Dear children, let us not love with words or tongue but with actions and in truth. 1 John 3:18
In the pre-Facebook age, it was the fish badge of the back of your car. It proudly proclaimed to the world that you were a Christian. Not so explicit that others would be offended, but a sign among friends that you belonged. It was there for those sharing the freeway with you–your mark of heaven—if they knew what it meant. You drove with your gleaming chrome talisman making the proclamation that you were different. You were a Christian. Until you weren’t.
Until you started weaving in an out of the traffic to gain that additional minute at Starbucks. Until you began to honk and yell at your fellow travellers who somehow impeded your progress. Until you blew the red light, the crimson reflection of the chrome fish making it stand out even more. Actions speak louder than words chrome fish badges.

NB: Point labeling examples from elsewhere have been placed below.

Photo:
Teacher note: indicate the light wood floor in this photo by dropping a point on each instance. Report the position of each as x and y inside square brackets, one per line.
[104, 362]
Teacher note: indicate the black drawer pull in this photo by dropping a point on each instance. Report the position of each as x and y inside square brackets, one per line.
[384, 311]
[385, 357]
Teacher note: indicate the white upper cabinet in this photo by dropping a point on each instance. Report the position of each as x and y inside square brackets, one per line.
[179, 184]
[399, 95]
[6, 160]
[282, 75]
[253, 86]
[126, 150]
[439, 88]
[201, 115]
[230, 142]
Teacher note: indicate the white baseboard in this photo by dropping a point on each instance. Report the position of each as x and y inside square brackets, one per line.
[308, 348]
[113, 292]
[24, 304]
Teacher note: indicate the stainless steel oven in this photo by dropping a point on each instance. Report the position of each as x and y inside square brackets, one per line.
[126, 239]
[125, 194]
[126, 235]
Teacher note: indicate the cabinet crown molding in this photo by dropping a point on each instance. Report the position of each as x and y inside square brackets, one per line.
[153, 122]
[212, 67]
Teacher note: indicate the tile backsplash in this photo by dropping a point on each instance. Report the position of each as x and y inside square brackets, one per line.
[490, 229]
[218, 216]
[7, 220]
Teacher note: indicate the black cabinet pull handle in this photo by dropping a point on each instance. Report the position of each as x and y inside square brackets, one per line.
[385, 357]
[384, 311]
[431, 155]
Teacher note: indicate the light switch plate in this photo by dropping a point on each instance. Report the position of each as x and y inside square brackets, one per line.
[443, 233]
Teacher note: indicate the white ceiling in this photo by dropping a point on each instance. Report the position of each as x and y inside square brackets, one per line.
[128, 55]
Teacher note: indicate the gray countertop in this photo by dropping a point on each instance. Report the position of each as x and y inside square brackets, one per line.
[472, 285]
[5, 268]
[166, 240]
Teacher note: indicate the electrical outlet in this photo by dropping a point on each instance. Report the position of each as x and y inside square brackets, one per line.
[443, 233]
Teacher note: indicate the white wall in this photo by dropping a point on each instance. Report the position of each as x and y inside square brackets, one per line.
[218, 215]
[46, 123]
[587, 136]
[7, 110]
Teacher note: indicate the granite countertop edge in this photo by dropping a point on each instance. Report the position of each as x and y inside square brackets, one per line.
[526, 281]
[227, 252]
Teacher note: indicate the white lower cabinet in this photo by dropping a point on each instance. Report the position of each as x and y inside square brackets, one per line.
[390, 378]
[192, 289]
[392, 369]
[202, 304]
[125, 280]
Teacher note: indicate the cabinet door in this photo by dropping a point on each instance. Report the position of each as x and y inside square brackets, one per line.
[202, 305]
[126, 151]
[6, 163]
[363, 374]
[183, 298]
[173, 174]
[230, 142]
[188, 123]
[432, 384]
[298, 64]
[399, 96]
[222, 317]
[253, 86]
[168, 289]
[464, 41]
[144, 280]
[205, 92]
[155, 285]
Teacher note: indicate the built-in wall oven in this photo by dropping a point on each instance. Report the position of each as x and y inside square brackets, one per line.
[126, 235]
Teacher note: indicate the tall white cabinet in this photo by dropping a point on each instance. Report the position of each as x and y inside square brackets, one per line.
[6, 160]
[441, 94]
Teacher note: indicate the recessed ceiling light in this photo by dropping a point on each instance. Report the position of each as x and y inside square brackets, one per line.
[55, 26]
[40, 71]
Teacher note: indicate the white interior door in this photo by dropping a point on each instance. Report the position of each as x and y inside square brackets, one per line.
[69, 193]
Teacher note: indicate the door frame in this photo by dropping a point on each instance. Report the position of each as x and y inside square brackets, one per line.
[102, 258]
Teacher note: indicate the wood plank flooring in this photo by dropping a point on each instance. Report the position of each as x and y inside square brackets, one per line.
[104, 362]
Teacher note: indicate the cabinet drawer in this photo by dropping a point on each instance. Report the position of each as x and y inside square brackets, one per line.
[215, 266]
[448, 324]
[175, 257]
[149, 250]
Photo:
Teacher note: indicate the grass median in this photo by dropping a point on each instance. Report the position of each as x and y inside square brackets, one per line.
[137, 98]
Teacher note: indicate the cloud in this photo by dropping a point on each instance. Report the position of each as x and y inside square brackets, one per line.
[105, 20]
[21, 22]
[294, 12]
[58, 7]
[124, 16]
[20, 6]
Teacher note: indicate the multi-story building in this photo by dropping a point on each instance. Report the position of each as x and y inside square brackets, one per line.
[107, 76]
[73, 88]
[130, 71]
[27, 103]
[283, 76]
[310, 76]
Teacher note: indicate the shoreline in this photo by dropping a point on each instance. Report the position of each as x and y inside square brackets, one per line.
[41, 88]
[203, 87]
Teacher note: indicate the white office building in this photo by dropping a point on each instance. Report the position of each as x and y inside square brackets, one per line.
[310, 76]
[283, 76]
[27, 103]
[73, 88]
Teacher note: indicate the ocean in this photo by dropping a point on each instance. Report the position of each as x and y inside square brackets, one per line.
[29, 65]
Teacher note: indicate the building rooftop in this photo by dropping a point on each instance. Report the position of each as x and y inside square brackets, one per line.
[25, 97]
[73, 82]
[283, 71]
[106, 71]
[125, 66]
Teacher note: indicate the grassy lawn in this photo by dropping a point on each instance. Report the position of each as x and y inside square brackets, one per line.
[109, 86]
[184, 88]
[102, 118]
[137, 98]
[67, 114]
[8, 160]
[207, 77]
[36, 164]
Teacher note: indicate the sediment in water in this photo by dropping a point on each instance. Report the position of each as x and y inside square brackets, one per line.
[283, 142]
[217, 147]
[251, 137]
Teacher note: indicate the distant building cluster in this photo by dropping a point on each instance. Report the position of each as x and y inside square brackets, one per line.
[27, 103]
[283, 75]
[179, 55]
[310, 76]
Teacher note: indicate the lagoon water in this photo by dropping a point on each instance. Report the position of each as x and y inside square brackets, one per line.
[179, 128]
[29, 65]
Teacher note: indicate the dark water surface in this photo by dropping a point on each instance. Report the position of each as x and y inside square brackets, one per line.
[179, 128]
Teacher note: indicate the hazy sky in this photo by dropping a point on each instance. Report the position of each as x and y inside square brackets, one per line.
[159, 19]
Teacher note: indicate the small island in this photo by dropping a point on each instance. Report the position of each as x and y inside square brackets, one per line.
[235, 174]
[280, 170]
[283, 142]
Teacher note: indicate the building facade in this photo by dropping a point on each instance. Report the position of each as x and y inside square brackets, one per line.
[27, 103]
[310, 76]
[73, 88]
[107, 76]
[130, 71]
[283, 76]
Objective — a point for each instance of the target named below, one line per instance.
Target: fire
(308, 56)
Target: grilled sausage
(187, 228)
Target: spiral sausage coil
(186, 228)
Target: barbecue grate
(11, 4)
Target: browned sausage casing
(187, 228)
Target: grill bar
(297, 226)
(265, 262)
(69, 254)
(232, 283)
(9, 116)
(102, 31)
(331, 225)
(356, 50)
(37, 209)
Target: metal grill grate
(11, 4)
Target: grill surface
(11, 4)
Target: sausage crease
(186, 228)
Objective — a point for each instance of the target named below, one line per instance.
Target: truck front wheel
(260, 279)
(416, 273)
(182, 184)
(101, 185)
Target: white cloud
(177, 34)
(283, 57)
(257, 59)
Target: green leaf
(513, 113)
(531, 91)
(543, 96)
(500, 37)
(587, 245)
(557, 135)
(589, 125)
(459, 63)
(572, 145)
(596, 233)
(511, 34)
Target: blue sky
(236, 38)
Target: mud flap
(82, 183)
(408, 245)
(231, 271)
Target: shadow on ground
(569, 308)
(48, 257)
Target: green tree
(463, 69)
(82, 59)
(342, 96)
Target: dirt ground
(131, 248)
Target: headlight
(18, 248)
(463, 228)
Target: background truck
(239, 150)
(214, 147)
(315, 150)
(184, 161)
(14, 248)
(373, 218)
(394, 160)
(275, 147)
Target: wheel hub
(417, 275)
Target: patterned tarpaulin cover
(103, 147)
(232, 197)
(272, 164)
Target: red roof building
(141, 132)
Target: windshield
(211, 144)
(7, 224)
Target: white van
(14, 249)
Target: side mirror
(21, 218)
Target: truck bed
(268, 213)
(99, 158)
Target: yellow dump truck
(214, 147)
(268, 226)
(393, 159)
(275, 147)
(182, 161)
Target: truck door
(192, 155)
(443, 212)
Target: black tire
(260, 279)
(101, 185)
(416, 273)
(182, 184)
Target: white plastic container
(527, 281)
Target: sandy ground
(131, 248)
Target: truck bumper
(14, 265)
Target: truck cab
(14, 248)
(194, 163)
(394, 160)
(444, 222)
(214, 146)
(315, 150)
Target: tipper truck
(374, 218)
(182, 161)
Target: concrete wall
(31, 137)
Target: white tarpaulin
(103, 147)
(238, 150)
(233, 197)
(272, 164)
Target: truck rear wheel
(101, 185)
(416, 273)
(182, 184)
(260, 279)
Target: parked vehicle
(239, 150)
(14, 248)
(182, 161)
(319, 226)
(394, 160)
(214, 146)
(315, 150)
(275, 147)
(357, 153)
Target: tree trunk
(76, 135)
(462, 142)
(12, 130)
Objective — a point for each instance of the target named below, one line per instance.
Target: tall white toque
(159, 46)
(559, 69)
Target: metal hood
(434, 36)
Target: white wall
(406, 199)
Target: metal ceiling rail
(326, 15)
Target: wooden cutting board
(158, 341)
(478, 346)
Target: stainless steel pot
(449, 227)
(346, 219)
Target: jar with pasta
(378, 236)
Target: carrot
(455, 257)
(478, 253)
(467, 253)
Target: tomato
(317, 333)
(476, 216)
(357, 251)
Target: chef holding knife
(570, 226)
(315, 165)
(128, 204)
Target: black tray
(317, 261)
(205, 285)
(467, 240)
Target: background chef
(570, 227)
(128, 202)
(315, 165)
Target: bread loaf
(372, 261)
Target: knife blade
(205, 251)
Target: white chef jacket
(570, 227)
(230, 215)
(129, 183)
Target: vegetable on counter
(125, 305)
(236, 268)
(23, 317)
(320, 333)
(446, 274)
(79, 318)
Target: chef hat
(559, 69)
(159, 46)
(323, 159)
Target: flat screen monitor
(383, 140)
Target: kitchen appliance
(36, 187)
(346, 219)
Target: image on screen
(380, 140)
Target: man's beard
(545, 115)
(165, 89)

What good is it, my brothers, if a man claims to have faith but has no deeds? Can such a faith save him? Suppose a brother or sister is without clothes and daily food. If one of you says to him, “Go, I wish you well; keep warm and well fed,” but does nothing about his physical needs, what good is it? In the same way, faith by itself, if not accompanied by action, is dead.
James 2:14-17
The Facebook era has taken the words and actions divide to a new measure. We find ourselves able to post moving devotionals or spiritual sounding statement emblazoned across HDR photographs, all with the intention of espousing our Christianity for others to see. And admire. And to think of us differently. Like a fish badge that hundreds or thousands of people can see now, thinking that I’m serving God at a level to which others might aspire. Until you’re not.
Until the difference between your words and your actions is discovered. Until the soaring words or scripture verses that we had so carefully arranged over the inspiring photograph are discovered to bear little resemblance to our real life. Until our practice is shown to be far out of alignment with our proclamation. Until it is discovered that our discipleship is found to be but a peripheral part of our life, or worse, a faith of our own creation.
The Bible warns the Christian repeatedly not to be two-faced, the classic hypocrite. The Bible demands of the disciple that their be no seam between their proclaimed faith and the tableau of their lives. There is no option for the follower of Jesus to be one of mere intellectual assent, particularly one who screams of a depth of faith loud enough to be noticed by others and gain their recognition. To be liked. 345 thumbs up. But to be distant from a faith community. But to be divisive and withhold your gifts from the works of God.
The disciple of Jesus Christ is concerned with only one like. The disciple of Jesus Christ is not seeking the approval of other disciples, even less so the approval of other ‘Christians’. The disciple of Jesus Christ allows no division between any public words that they speak or publish and all of the actions that they take. Word and deed go hand in hand.